"The sex."
"Just like Pamela Sue" Then Beth looked up, and her eyes got huge. "Oh and if you don't, he's going to put you on the Internet. Oh, man, I hope you don't look fat."
Mickey, who had never considered the fat aspect, shuddered in horror. "I've got an article to finish. I'm working the presentation for Heidelman. I'll be the punch line in every joke for the next decade, playing into every stereotype that exists for the little woman." She rammed her fist on the table, very un-little woman. "I've got to get that tape back."
"Can you buy it from him?"
"No. I already offered. Stupid jerk." She'd covered all possible aspects in order to salvage her career. Extortion, bribery, excessive pleading and murder. There was only one solution left. "I think I'm going to steal it," she announced. It seemed better to state it confidently, as if she thought this could actually work.
"You could get caught," replied Beth, pointing out the one elephantine flaw.
However, Mickey had already considered that. "That's why I need a professional." So Mickey wouldn't get caught .
" A private detective?"
Mickey glanced around, checking to make sure no big ears were listening. "Nah. I mean a professional criminal. You know, a real thief. Unfortunately, now I've got to find somebody. You don't meet many criminals in the lab."
"I know just the man," said Beth, quick as you please.
Amazed, Mickey stared at her with new appreciation. "You really know criminals?"
Beth lifted one eyebrow. "You meet people from all walks of life in a Starbucks. Come in tomorrow about ten. He hangs out at a table near the coffee-mug-clearance shelf in the back."
Mickey considered it for a moment. It was so tempting. "What do you think he's into? Drugs?"
Beth shook her head. "I don't think so. I think he's a made guy."
Huh? The foreign terminology made Mickey wonder at the sheltered life she had led. "What's that?" she asked.
"Part of the Outfit."
Her jaw dropped open. "No way. A mafia guy?"
Beth preened. "Yup. Right in my own Starbucks. Venti latte. Loaded."
Starbucks. It was a long way from The Godfather . Times had changed.
Mickey took another sip of the martini. The alcohol was beginning to make everything seem logical. "How do you know that he's one of Them?"
"I saw his driver's license once when he flipped open his wallet. Dominic Corlucci."
Mickey still wasn't convinced. "Just because he has an Italian name doesn't mean anything."
"Trust me, Mickey. A woman gets a sense about these things."
A scientist would be laughed out of the lab on hunches and womanly instincts, but Beth sounded so sure, even in the absence of any conclusive evidence. Mickey thought instincts ranked right up there with the tooth fairy, and could rationalize the whole thing away with logic and science when she wanted to. That she had inherited from her father.

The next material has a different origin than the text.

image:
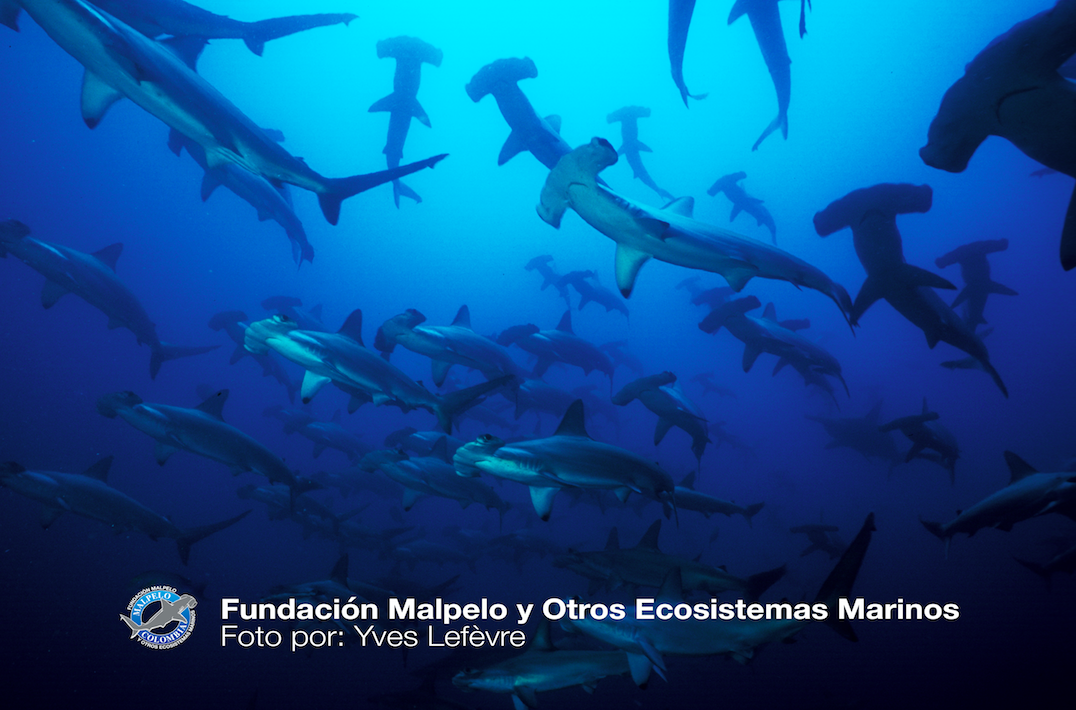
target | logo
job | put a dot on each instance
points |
(159, 618)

It all sounded glamorous and possibly real. The Mafia. She took another sip of her drink. She'd always had a major thing for Pacino.
Still, the Mafia.
It wasn't exactly what she had planned. She'd been thinking of one of those penny-ante types that wore pants that were too short and hung out at the racetrack. In the end, did she really have a choice?
It was her career on the line. Her reputation as a professional and as an astronomer. No way were they going to take away her stars.
The mob ate guys like Monihan for dinner. That made her smile. It'd definitely be worth it. And worst case, she would lay even odds that the Witness Protection Program didn't have one astrophysicist in their ranks.
Yet.
"Beth. Psssssssttt. Beth."
Beth stared blankly, her face half-hidden by a cappuccino machine.
Oh, this was good. No recognition at all. The disguise was working. She'd had to leave her glasses on, because she was blind without them. Not that it seemed to affect the whole look. Mickey disguised as a bimbo had been a masterstroke. Who would suspect?
Mickey placed a hand on her hip, forming a nice isosceles triangle, just as she'd seen the other girls do.
"May I help you?" Beth asked.
"It's Mickey," she answered, twitching a little because the spandex skirt was hitting her butt in all the wrong places.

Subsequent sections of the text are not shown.